Set Up the Proportion: Next, write the proportion using the ratio you found. In our example, you can write it as (\frac{4}{6} = \frac{x}{y}). Here, (x) and (y) are the quantities we don’t know yet.
Cross-Multiply: Now, use cross-multiplication to turn it into an equation: (4y = 6x).
Solve for the Unknown: Rearrange the equation to find the unknown value. For example, you can divide both sides by 4 to solve for (y): (y = \frac{6x}{4} = \frac{3x}{2}).
Check Your Answer: Lastly, plug the value you calculated back into the original ratio to make sure it’s correct.
That’s it! Just follow these steps, and you’ll be able to solve proportion problems easily.
To solve proportion problems in Year 7 Math, follow these simple steps:
Find the Ratio: First, look for the two amounts you need to compare. For example, if there are 4 apples for every 6 oranges, the ratio is 4 to 6, which can be written as (4:6).

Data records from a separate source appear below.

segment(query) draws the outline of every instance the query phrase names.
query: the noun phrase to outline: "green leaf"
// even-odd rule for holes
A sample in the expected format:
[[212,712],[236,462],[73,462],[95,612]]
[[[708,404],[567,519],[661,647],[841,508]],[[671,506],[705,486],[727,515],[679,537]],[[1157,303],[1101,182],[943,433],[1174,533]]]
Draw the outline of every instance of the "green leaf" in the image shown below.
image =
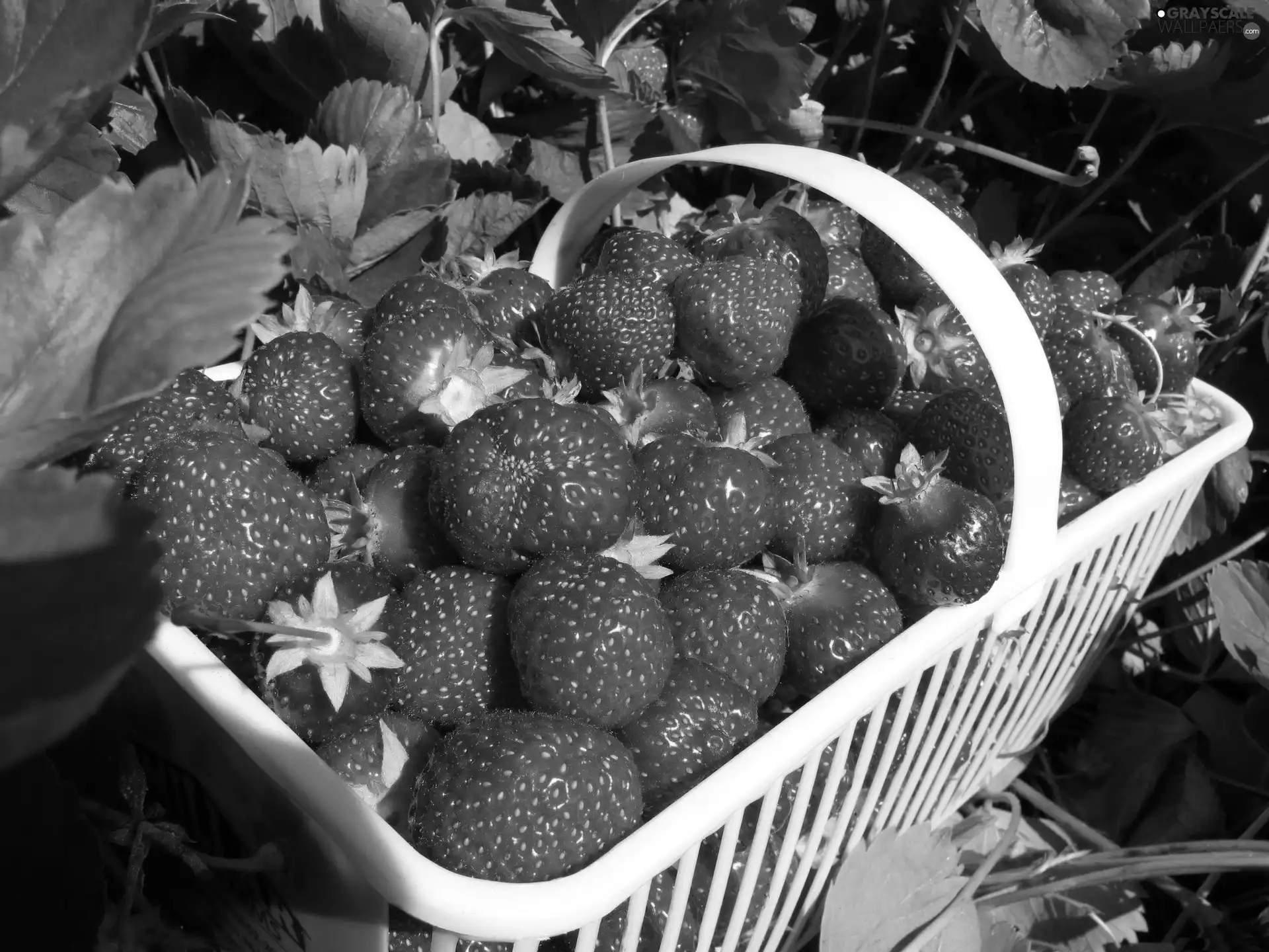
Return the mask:
[[581,96],[599,96],[615,89],[613,77],[586,52],[581,41],[556,28],[543,13],[489,0],[480,6],[453,10],[456,23],[480,32],[495,48],[529,72]]
[[132,65],[151,0],[5,0],[0,202],[102,104]]
[[[447,103],[447,110],[450,105]],[[434,207],[453,197],[449,157],[423,107],[402,86],[373,80],[345,83],[322,102],[313,128],[324,142],[357,147],[365,156],[359,234],[400,212]]]
[[945,830],[931,830],[929,824],[898,834],[882,830],[841,862],[824,900],[820,948],[891,952],[964,886],[958,871]]
[[1269,562],[1218,565],[1207,586],[1225,647],[1251,677],[1269,687]]
[[273,222],[239,221],[246,188],[223,170],[195,185],[164,169],[136,189],[103,183],[56,220],[0,223],[0,470],[85,446],[232,350],[292,244]]
[[95,126],[80,124],[5,202],[14,215],[57,216],[119,170],[119,154]]
[[0,768],[86,718],[154,635],[162,590],[152,519],[105,473],[0,476]]
[[982,25],[1005,62],[1046,89],[1100,79],[1123,41],[1151,15],[1150,0],[976,0]]
[[126,152],[136,155],[155,141],[159,109],[136,90],[115,84],[110,94],[109,122],[105,138]]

Set Up the Proportion: Next, write the proportion using the ratio you found. In our example, you can write it as (\frac{4}{6} = \frac{x}{y}). Here, (x) and (y) are the quantities we don’t know yet.
Cross-Multiply: Now, use cross-multiplication to turn it into an equation: (4y = 6x).
Solve for the Unknown: Rearrange the equation to find the unknown value. For example, you can divide both sides by 4 to solve for (y): (y = \frac{6x}{4} = \frac{3x}{2}).
Check Your Answer: Lastly, plug the value you calculated back into the original ratio to make sure it’s correct.
That’s it! Just follow these steps, and you’ll be able to solve proportion problems easily.